Following Peloton’s breakout success in the exercise bike category, more brands are riffing on the idea of connected home workouts.

The Carol bike provides personalized home workouts. (Photo: Carol)

NEW YEAR, NEW PRODUCTS

Smart exercise bike brand Carol is expecting to sell a lot of its static cycles this month.

Last year, December sales were at least double that of any other month of the year, says the brand’s founder Ulrich Dempfle. November and January were good months too, he adds, with shoppers on the lookout for things that can help them actualize their New Year’s resolutions.

“For indoor equipment, the period from September to February is the most important in the year,” Dempfle says. “November with Black Friday, December with Christmas, and January with ‘new year, new you’ is absolutely the key season.”

In its Q2 2022 earnings report, which covers the three months up to December 31, 2021, Peloton’s sales data showed a similar Christmas boost with $1.1 billion in revenues generated compared to $805.2 million in the three months to September 30, 2021.

The modern home gym

After Peloton launched in 2014, it quickly became the poster-child of modern home fitness.
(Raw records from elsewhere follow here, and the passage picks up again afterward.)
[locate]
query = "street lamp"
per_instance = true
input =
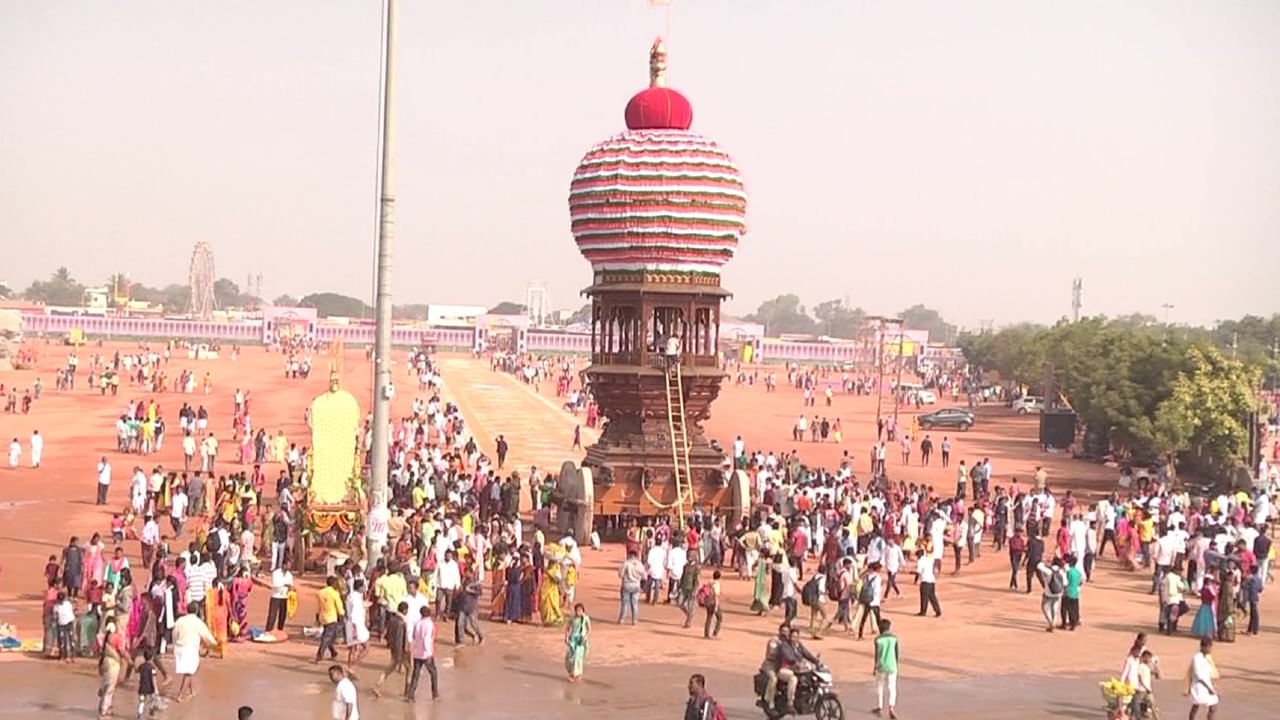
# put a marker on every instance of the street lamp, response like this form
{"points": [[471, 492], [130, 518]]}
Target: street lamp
{"points": [[880, 363]]}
The bikes were compact and quiet — in other words, designed for city living — and connected riders to both its fitness instructors and community of spin fans via the touch screens attached to the bikes.

A number of brands have followed in its footsteps, coming out with smarter and more sophisticated home fitness devices than have been available previously. Tonal is a connected strength training device that you attach to your wall, while Tempo sells a home ‘studio’, that looks like a cabinet, that contains a screen and storage for its connected dumbbells. You can also buy smart kettlebells from Jaxjox, connected pilates reformers from Frame Fitness, and ‘immersive’ rowing machines from Hydrow.

These products do not come cheap, making them something of a status symbol. To become the proud owner of a Peloton bike, you will have to fork out $1,445 for the bike, and $44 per month to subscribe to its exercise classes. The Carol bike has an even steeper price point, with its cycle costing $2,595.

Dempfle acknowledges that this is a high price point, but argues that it reflects the product’s value. The USP of the Carol bike is that its can provide personalized workouts that are designed to be highly effective — but only take five minutes to complete. “Obviously because we’re priced the way we are we have more wealthy buyers. We also don’t have super young buyers, most are 40–65. That’s when people [become] tight on time, and become more health conscious,” he says. Carol’s ‘reduced exertion HIIT’ workouts are designed by sports scientists and aim to increase not only fitness, but metabolic health, Dempfle explains.

Putting habits into practice

One challenge that all companies in the fitness space face is convincing customers that this is the product or gym membership that will finally make those desired healthy habits stick.

Carol’s approach is to help its users spend as little time on the bike as possible, meaning it’s possible to fit workouts into gaps during the day (Dempfle says that workplaces and offices are among Carol’s corporate customers, as the workouts are “so short you can actually fit it into your working day”).

“If you survey people, most [say] they don’t exercise. And if you survey them on why they don’t exercise, traditionally time has been the greatest barrier,” says Dempfle. He says that user data shows that the average Carol bike user does an average of 3.2 workouts per week in the first 100 days of owning the bike.

The proposition of devices that you can use in your own home, but which connect you to experts and peers, does appear to work for some people. While Planet Fitness gyms have a monthly churn rate of 1.5–2.5%, Peloton reports a rate of just 0.8% for its monthly subscription.